Why is it so difficult to infuse a simple and economical idea for diplomacy? Why not let the masses, unlike mobs backed by the State, take the initiative to build excellent inevitable ties and see the threat called terrorism to disappear in a jiffy?

Many current foreign policy preferences, of course, are rooted in the ideological search for Hindutva of Modi. Or more accurately, it is about marrying large businesses with Hindutva and transmitting it as a national interest. Of course, apart from generalized corruption, this has led to little more, as can be obtained from criminal cases in the United States that involve an important tycoon.

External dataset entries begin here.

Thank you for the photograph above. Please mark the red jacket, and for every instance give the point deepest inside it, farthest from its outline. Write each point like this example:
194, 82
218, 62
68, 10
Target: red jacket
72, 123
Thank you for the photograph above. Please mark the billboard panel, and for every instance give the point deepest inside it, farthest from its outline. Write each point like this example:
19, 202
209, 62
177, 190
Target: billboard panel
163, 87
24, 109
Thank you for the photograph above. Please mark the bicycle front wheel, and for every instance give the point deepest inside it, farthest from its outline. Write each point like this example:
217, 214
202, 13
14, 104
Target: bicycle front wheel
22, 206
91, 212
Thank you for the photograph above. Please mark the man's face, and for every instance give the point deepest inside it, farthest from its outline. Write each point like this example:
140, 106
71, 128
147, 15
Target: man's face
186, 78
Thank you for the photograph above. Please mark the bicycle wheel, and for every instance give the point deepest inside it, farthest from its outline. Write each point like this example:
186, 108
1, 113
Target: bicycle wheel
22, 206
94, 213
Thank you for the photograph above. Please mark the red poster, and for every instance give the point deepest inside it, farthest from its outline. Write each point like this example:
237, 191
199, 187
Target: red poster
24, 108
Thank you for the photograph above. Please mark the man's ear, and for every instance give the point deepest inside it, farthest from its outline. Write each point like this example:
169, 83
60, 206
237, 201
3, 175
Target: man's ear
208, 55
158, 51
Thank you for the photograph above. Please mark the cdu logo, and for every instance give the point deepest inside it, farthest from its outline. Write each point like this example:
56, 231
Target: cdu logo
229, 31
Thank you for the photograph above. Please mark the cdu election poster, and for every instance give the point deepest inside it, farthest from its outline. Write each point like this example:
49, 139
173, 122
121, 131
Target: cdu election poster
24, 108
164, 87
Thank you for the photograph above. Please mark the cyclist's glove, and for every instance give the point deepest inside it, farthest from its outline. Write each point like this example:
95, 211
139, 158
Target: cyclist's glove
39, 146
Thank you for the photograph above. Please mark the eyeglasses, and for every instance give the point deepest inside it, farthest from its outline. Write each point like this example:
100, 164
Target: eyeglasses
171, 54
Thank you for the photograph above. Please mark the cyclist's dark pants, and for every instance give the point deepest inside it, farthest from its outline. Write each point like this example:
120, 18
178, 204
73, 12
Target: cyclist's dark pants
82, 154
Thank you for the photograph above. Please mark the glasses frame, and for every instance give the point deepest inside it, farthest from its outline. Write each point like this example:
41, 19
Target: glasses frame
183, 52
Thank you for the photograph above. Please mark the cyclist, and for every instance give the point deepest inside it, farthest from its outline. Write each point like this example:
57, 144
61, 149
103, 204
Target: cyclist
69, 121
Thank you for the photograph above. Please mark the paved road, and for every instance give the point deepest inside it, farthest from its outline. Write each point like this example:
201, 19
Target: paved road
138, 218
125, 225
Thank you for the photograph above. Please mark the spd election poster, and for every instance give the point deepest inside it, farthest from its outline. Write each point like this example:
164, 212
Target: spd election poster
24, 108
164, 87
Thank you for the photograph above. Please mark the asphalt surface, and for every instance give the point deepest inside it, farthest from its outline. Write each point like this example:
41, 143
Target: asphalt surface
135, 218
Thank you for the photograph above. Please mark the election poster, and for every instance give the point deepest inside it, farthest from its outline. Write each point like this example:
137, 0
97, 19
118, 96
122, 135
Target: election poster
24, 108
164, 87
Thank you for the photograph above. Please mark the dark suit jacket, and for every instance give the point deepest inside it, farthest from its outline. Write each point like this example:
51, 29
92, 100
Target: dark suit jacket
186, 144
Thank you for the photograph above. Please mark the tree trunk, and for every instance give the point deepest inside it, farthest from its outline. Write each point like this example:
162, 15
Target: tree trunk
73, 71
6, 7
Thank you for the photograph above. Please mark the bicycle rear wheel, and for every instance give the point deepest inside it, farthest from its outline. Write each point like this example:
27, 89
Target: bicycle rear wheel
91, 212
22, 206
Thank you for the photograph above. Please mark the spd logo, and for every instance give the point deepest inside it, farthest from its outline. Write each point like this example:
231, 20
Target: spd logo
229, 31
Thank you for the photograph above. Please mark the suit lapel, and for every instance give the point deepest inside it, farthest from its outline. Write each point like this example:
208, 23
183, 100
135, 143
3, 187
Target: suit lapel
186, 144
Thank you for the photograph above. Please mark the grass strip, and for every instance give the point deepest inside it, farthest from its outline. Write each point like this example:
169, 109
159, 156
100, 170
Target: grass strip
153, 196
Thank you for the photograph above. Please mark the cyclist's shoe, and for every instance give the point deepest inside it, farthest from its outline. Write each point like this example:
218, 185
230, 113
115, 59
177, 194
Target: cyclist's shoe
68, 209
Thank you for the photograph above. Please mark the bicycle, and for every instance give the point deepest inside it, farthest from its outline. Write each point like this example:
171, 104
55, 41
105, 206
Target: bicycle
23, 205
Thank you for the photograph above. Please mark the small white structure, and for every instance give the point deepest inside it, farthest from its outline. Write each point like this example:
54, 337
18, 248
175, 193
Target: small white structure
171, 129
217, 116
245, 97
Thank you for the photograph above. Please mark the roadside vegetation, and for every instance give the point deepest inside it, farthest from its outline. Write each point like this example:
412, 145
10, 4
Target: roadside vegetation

Bureaucracies also play a role in ruin and ruin of the just name of India. Enter the social costs incurred by state policies, formulate or evoke the “national interest” of personal experiences or prejudices, which currently seem strongly inclined towards the West. It has been said about Mittyesque de Modi, which reduced an unfortunate figure in the recent military commitment to Pakistan. But what does one of the current and previous respected diplomats do? One served in Islamabad as a high commissioner. In his opinion, in the absence of a decisive military victory, India should “cut the grass” in Pakistan, a phrase used by Israel to periodically assault Gaza and kill the Palestinians before the events of October 2023. Cuminate the grass in Nuclear Pakistan?

India has experienced many economic problems, mainly caused by fluctuations of the price of oil. When prices went through in 1990, and the USSR had almost disappeared, the country pawned gold reserves to avoid non -compliance. People accepted it. The vice president Singh was prime minister when the oil crisis began. Announced the rationing of gasoline. People understood. There were regulations on the use of cars. People took it easy. Something has changed today. It is more about protecting the interests of this or that business house that refines Russian oil to send it to Europe. From the dominant Indian perspective, Alaska’s summit was about Russian oil, unfortunately, not about saving the world of nuclear annihilation.

The writer is Dawn’s correspondent in Delhi.